You can’t be better and then start to love yourself. You can’t be more beautiful, successful, confident, smarter, more spiritually evolved and then love yourself. You must love yourself unconditionally now, as you are and the side effect will be those other things.

Don’t ever compare yourself to others, only compare you to you. Look at who you are now and see the progress from who you were. See your own evolution and see how< much you’ve grown. The you that you are now is ready for you to love yourself. Until you do, no relationship can manifest in the way you want it to.

Are you starting to understand how this all works? Can you see that the mates you attracted were not like your father; they were like you. They loved you in the exact way you loved yourself. They treated you how you treated yourself. They will always think of you in the exact way you think of yourself. They will always, always be a reflection of who you are being.

Your true desire is to be who you really are.
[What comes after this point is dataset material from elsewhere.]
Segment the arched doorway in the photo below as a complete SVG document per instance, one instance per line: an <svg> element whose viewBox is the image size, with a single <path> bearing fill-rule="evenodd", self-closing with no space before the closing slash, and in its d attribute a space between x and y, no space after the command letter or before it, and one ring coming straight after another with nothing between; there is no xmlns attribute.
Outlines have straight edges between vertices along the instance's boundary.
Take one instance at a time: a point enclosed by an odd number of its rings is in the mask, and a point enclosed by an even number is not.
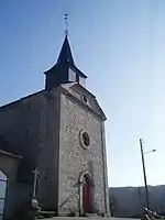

Once you do that, you will attract a mate who sees the best in you. They will love you unconditionally because you love yourself unconditionally. It will not be possible for them to love you in any other way. However, if you continue to love yourself conditionally, it will not be possible for a new mate to love you any other way. Your mates will always be a mirror to who you are being. This is the law of the universe and it cannot be any other way.

Fortunately for you, you understand the mechanism of physical reality better than almost anyone you know. You understand more about this stuff than 99% of humanity. You have the tools and the desire to create your own reality. But it’s an inside job. Meditate, appreciate, and learn to love yourself unconditionally. Don’t dream about the mate, don’t hold on to a picture of what a happy relationship looks like. Forget all that stuff. Work on how you feel about yourself and everything will come from there.

It is simple to imagine and become who you really are. You accomplish it in stages.

Stage One: Understand that who you really are is who you would be in the nonphysical. Just as the personality of your father left behind the fearful aspects of his nature when he transitioned to the nonphysical, you must look at those aspects of your personality that you will leave behind when you make your transition. Any though or behavior that stems from love will be carried forth to the nonphysical and any thought or behavior that stems from fear will be left behind.

Stage Two: Act like the highest version of yourself now. Do not fear, only love. Do not protect yourself for that is a stance of fear. You cannot be harmed by words so stop living life by any other standards than your own.

Stage Three: Go inside. Spend time meditating. Communicate with your inner self. Speak to your guides. Imagine yourself as perfect, strong and courageous.

Step Four: Look for signs of growth and development. When something happens that you don’t like, look at it and see the message, the lesson, the new understanding that comes from it and appreciate it. We’re talking about all events, large and small. If someone honks their horn at you or gives you a rude comment, don’t react in the old ways. Look for the message!

Step Five: Focus on the aspects of your life that are going well.

Step Six: Compare the now you to the old you and see how far you’ve come. Never compare yourself, or your situation to another; compare you to you.

Step Seven: Believe, believe, believe. Believe that all things are coming to you because they are meant to come in order for you to expand. Believe that everything that comes to you is right and is part of the journey and the process. Believe in the power of your mind and your abilities. You are more powerful than you know. You are doing better than you think. Come to terms with the you that is and love every aspect that is you now in this moment and in the next and the next.

You are loved more than you can imagine. You are never alone. We see your amazing perfection. It’s time for you to see what we see.